My eureka moment as rooks set up home in my garden
In the trees there is a rookery which fills me with envy every time I call round. It’s not simply that I enjoy the company of rooks, I also find them one of the most interesting birds in Ireland.
But they are also one of the noisiest and a couple of weeks ago a loud burst of rook noise drew me to my hen run. I couldn’t believe my eyes. A pair of rooks was building a nest in the bare top of an ash tree that overhangs the run.
Rooks are the most gregarious members of the crow family and they nest and roost in colonies. The average mature rookery will contain anything up to 70 pairs of birds. I know where all the local ones are and they’re all several kilometres away.
But two rooks were building a nest in my garden. One bird, I presume the female, was constructing the nest and the other one was flying in with building materials. Every time he arrived there was a prolonged, noisy and apparently argumentative ‘conversation’.
It may be anthropomorphic, but it sounded as if there was considerable disagreement about how the new twig should be incorporated into the growing structure.
And it was certainly growing — a cup-shaped affair the size of two or three footballs. Did every rookery start with a single nest? Was this the beginning of a new one? Was I to be rewarded for thirty years of tree planting by getting my very own rookery? Unfortunately there has been very little sign of activity around the completed nest.
It’s possible a female rook is up there, quietly sitting on eggs. It’s too high up in the tree for me to check. But I have my doubts. Rooks seldom do anything quietly. I think it might be a dummy nest, possibly built as some sort of courtship behaviour.
There are two things that fascinate me about rooks. One is the fact that they are extremely intelligent and the other is the advanced nature of their social behaviour. These two things combined give them what I believe is the largest vocabulary of any Irish bird. I reckon I have isolated at least eighteen different ‘words’. That may not sound like a huge vocabulary, but in bird terms it is.
Not all the words are made by the vocal chords (or the bird equivalent, they don’t actually have vocal chords). They make clicking sounds, a bit like morse code, by clapping the mandibles of their beak together. They are also very into body language, bowing to each other and fanning their tails. I have spent hours trying to interpret rook language without the aid of a dictionary.

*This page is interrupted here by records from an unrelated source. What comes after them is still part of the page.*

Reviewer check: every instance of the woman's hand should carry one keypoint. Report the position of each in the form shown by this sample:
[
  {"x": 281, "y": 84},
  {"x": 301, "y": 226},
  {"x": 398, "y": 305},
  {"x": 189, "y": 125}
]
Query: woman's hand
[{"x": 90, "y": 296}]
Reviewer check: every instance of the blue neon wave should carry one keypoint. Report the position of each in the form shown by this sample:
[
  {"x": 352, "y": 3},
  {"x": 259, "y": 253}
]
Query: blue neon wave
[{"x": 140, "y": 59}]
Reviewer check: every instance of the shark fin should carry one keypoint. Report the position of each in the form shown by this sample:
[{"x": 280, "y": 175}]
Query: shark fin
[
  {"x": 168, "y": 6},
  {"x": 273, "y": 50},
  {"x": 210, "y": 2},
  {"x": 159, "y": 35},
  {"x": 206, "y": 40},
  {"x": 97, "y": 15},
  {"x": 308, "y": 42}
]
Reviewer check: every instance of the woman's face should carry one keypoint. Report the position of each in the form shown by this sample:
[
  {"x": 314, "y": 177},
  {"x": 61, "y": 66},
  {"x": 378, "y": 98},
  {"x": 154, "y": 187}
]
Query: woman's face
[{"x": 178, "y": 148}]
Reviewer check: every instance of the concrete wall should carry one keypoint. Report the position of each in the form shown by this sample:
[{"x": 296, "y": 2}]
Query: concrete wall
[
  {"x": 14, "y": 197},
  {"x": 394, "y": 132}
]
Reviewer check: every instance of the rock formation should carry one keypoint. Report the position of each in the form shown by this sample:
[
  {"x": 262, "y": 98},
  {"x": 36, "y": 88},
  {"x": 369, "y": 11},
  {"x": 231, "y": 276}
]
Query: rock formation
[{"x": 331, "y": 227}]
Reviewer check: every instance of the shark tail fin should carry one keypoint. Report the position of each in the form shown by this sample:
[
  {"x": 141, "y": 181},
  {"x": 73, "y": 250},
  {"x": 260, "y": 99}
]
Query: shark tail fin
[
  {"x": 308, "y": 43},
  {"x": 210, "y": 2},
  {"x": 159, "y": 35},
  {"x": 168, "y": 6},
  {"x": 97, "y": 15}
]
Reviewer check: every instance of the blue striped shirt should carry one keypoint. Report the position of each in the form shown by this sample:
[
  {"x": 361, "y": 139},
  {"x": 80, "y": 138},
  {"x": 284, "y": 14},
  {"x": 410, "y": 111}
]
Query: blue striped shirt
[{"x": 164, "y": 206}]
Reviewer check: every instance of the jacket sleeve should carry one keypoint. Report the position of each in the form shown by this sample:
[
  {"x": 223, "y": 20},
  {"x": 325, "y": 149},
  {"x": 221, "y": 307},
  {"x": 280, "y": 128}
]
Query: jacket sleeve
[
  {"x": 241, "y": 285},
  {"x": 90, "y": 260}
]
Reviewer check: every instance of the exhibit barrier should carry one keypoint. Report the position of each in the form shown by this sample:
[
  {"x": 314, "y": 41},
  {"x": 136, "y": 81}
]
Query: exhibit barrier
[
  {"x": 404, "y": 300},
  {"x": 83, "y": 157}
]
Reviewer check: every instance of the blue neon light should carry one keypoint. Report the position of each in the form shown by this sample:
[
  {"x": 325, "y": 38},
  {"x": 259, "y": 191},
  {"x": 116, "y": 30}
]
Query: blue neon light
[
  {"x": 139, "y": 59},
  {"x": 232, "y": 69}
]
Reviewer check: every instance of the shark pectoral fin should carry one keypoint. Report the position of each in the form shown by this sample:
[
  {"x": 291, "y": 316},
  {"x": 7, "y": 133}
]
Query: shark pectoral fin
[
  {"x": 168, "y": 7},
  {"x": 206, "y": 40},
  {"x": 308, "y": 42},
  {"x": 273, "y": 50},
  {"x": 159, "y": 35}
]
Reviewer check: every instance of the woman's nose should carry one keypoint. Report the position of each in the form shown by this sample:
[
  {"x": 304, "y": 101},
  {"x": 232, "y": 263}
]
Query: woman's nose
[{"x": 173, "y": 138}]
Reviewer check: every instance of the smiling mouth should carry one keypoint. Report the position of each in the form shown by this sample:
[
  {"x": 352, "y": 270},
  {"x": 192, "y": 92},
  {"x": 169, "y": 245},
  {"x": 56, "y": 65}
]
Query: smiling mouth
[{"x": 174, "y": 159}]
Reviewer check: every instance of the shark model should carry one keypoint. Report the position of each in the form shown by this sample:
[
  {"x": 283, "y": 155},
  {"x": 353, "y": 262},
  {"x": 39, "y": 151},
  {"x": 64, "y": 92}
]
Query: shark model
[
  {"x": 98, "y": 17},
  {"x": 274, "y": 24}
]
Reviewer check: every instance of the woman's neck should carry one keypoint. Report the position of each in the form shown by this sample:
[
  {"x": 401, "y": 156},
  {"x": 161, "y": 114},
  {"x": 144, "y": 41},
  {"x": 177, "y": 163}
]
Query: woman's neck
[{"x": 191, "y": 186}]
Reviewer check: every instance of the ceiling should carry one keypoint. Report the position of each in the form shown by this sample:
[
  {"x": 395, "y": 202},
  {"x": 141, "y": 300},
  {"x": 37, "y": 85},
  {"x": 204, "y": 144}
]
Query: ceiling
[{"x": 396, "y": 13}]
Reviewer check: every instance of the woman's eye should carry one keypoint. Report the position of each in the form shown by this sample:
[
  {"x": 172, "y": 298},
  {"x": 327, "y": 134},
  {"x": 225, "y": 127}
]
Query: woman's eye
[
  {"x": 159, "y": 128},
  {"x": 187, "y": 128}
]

Their intelligence has only been recognised and studied quite recently. One startling conclusion that has emerged is that rooks can design, manufacture and use tools at least as skilfully as chimpanzees, despite the fact that their beaks are not as well-adapted to such tasks as a chimp’s hands.
They can take a piece of wire and bend it into a hook in order to extract a piece of food from an awkward place. In an even more extraordinary demonstration of their logical powers, a captive rook (above) was given a tube of water with a worm floating on the surface and a pile of stones. It couldn’t reach the worm but picked up the stones and dropped them into the tube until the volume they displaced caused the water to rise and the worm was in reach. That makes them about as intelligent as Archimedes.